Dr Njom told the committee that the payment was sanctioned through a memo by Health Principal Secretary Susan Mochache following an MoU between Kenya and Seychelles on providing health personnel in what he described as a government-to-government arrangement.

Covid-19 funds

“The memo came from the PS that we send the health workers to Seychelles. We got authorisation from the Health PS that because we have Covid-19 funds, we draw from it to support the 50 newly recruited staff,” Dr Njom told the committee.

However, the auditors attached to the PAC, Mr Wandayi and Mr Joseph Nduati, a PAC member, doubted Dr Njom’s assertions.

“This mission being a government-to-government agreement, it should have received its own funding and not the institution’s conditional fund,” the auditors told the committee as they ripped into Dr Njom’s justification.

A look at the Ministry of Health memo of May 4, 2020 shows that the release of the medics to Seychelles was approved pending the Cabinet’s adoption of the conclusion of the MoU between the ministry in Kenya and its equivalent in Seychelles.

Dr Njom did not provide evidence to the committee to show whether the Cabinet had approved the MoU.

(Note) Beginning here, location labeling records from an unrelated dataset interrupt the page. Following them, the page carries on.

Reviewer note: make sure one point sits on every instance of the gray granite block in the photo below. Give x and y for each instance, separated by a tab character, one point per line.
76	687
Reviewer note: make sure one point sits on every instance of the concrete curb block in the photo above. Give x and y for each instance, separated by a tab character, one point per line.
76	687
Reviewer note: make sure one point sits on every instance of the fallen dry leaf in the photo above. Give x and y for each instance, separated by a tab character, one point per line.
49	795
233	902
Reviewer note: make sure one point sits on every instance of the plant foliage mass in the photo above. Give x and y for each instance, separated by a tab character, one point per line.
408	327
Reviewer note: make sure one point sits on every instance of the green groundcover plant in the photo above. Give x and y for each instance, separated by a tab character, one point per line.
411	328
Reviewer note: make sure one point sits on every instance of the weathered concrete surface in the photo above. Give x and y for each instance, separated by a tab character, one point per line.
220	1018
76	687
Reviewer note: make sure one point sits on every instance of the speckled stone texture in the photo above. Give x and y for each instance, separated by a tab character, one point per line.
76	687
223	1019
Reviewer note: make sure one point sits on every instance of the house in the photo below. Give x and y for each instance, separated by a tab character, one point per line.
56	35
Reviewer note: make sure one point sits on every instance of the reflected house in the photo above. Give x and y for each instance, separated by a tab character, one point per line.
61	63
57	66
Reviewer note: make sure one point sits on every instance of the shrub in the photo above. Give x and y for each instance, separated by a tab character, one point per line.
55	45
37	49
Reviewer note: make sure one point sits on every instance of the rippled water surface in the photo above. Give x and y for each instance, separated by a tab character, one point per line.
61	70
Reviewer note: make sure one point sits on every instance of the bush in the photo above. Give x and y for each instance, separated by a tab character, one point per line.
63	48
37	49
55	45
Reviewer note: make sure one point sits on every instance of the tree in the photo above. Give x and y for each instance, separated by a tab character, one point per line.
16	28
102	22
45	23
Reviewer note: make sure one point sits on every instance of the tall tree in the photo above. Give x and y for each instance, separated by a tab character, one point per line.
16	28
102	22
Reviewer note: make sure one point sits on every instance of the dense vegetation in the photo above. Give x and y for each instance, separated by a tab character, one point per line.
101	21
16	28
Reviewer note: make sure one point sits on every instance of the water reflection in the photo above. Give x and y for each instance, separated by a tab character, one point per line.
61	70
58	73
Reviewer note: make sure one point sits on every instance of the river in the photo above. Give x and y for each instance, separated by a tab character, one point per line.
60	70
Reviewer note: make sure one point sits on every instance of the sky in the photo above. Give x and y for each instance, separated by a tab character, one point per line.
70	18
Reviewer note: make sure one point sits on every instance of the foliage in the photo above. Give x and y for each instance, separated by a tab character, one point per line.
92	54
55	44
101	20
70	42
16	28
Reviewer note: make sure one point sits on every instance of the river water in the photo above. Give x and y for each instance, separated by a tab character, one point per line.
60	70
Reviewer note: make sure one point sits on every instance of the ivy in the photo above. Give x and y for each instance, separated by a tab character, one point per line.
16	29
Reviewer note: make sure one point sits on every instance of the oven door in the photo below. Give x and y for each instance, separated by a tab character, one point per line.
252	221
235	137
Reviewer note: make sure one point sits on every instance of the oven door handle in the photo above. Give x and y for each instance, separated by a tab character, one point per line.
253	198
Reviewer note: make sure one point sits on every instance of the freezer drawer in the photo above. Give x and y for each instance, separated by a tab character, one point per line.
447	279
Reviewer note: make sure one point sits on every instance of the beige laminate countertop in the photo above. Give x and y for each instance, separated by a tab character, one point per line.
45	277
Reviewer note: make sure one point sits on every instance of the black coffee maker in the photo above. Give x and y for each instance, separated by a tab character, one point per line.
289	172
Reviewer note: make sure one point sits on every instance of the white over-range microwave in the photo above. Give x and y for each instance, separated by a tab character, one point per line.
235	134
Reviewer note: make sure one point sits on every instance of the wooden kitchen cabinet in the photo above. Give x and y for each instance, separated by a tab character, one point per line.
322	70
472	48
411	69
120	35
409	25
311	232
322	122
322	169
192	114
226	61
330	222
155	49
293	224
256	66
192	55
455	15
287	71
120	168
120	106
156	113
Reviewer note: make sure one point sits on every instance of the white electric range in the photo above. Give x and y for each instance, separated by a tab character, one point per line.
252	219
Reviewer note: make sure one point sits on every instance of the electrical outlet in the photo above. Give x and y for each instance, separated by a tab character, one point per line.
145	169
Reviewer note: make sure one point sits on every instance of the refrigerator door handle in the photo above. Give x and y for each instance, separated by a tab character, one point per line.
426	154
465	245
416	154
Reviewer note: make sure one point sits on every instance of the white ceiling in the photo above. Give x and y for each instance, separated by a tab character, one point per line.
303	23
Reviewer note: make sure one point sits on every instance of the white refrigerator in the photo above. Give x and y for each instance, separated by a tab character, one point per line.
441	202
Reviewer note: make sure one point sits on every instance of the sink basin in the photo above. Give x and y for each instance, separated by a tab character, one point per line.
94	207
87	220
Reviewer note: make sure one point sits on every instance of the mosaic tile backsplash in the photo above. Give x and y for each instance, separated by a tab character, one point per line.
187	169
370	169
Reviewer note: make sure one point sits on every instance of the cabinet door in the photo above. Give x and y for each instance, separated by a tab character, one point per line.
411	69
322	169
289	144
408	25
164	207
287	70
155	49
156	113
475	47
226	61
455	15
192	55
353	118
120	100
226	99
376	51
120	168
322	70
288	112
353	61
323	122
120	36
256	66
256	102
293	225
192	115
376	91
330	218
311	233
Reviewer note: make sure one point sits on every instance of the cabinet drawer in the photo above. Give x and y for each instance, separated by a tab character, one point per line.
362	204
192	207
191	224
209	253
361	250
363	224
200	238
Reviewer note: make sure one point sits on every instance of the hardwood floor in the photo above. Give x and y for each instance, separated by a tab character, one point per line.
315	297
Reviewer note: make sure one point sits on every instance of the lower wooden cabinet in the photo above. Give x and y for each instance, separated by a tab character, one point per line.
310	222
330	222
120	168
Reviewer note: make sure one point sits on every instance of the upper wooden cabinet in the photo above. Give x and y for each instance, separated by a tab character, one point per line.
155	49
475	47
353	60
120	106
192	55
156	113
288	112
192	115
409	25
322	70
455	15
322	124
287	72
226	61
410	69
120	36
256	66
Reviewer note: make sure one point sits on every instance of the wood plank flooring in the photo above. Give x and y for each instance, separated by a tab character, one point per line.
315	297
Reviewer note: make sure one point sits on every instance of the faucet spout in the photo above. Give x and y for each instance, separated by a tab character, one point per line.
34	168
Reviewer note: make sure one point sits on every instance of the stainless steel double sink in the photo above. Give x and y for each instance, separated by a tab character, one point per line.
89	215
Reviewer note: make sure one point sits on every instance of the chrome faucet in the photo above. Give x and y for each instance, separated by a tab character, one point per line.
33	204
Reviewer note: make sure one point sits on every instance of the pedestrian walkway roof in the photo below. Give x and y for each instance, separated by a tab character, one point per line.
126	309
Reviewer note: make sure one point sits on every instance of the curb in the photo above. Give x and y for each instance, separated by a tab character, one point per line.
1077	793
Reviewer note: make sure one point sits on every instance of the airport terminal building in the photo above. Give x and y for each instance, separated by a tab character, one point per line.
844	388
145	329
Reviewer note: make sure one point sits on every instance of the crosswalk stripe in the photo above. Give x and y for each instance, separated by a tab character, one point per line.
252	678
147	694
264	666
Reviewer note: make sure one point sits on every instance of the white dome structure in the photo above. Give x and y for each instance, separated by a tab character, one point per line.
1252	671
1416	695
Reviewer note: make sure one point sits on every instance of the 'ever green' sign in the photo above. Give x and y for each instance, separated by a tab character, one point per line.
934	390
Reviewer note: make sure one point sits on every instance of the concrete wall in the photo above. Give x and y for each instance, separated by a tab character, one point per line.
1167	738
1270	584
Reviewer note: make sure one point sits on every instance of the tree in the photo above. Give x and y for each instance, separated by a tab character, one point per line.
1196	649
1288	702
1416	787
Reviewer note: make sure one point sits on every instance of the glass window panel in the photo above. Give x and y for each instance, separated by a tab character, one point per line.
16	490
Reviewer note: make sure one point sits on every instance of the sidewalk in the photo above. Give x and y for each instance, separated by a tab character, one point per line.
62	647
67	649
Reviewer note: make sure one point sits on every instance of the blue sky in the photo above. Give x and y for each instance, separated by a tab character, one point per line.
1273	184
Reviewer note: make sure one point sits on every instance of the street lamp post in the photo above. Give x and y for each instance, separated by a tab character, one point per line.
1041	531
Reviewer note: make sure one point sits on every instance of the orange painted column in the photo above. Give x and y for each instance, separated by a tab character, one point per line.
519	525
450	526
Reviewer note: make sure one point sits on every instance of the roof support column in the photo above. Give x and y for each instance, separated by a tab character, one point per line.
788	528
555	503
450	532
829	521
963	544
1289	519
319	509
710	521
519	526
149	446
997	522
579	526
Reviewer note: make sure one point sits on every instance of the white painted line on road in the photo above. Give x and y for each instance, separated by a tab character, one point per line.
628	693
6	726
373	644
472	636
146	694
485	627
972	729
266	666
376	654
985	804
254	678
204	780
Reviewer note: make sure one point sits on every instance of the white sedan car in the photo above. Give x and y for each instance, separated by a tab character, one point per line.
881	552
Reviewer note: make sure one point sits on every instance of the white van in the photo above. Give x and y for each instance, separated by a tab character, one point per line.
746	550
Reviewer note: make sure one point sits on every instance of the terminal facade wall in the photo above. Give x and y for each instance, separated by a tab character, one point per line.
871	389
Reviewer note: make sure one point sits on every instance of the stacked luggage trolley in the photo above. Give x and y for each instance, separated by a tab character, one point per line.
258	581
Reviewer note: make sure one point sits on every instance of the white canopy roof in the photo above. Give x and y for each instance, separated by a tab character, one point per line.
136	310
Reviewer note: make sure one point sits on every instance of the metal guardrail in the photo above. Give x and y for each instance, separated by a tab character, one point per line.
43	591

The memo also did not provide any authorisation from the Kenyan government that the hospital use Covid-19 funds to pay for the deployed staff.

“The memo you are citing does not compel you to pay the 50 health personnel sent to Seychelles. It was just for noting purposes,” said Mr Ngugi.

The committee was also at a loss on why the hospital was appointed to hire the medics and not the Public Service Commission (PSC) or even Kenyatta National Hospital (KNH).